Barry finds himself unable to speak, not with Caitlin’s lips on his. He stiffens in surprise, and then just when his brain finally screams Kiss her back, you fool! she pulls away abruptly, embarrassed.

“Um, that was—that was completely inappropriate, I’m sorry. I just got excited, and…” 

But then Barry finds his body belatedly obeying his brain’s order, and before he knows it he’s wrapping an arm around her waist and kissing her back and she’s placing a hand on his arm and standing on her tiptoes to deepen the kiss, and when they finally pull apart for air they’re both incredulous and breathless.

Barry licks his lips and clears his throat. “Well.”

“Well,” she returns.

“Well, now we’re both equally inappropriate.”

“Yes, that should neutralise the inappropriateness of it. Two negatives make a positive, and all that.” 

“We should, uh, be inappropriate more often. If I’d known that telling girls I was keeping dead bodies made them want to do inappropriate things to me—”
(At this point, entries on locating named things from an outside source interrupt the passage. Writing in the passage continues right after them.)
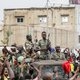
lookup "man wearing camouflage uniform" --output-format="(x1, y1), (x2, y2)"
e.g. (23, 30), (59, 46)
(25, 35), (36, 58)
(38, 31), (51, 59)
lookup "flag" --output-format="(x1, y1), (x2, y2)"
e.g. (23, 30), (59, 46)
(69, 0), (80, 4)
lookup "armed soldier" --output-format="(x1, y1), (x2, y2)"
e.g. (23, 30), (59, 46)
(25, 35), (36, 58)
(39, 31), (51, 59)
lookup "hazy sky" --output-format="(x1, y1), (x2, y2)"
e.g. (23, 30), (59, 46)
(0, 0), (69, 23)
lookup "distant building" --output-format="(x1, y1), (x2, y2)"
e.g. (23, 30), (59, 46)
(4, 6), (76, 48)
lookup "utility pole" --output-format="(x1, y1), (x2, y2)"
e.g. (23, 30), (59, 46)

She slaps his arm and laughs. “You’re incorrigible.”

“You seem to like it.”

“Only because you seem to like me,” she returns, her tone teasing.
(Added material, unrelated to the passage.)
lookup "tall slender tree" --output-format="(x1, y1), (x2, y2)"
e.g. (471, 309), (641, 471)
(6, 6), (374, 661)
“Well, a little bit,” he confesses, rubbing the back of his neck and smiling sheepishly. “You are a very pretty trespasser.”

She gives him a fond smile and bites her lip. “You know,” she says softly, “I’m glad it was your apartment I broke into.”

He grins. “So now you admit that you broke in.”

“Oh, shut up,” she laughs. “I was trying to save the world.”

“And you will,” he says. He gently pushes the stray tendrils of her from her face and presses a kiss to her temple. She leans into his touch and smiles.

“No, silly,” she murmurs. “We will.”

. . .

The next day, they rise before dawn. Caitlin makes them chicken seasoned with beetroot sauce for breakfast. He teases her for her off-key singing in the shower, but he effectively shuts up when he sees her in his clothes, and they spend quite some time kissing. Barry’s already trailing open-mouthed kisses down her neck before she remembers that they’re supposed to put on their protective gear and head out to do More Important Things, and he almost suggests that they never leave his room, but fortunately for the world, doing More Important Things wins out.

Before they leave the house, Barry checks if all doors and windows are locked, and Caitlin locks the balcony door herself.

Then Barry takes her hand, and she smiles at him, and for the first time in years he actually thinks that they have a fighting chance of saving the world. Even if they’re going through roads littered with corpses, even if conspiracists are burning buildings again down the block, Barry feels invincible. 

Hope, he thinks, looking at her, makes him feel invincible.

It’s not much, but it’s a start, and he believes that it makes all the difference.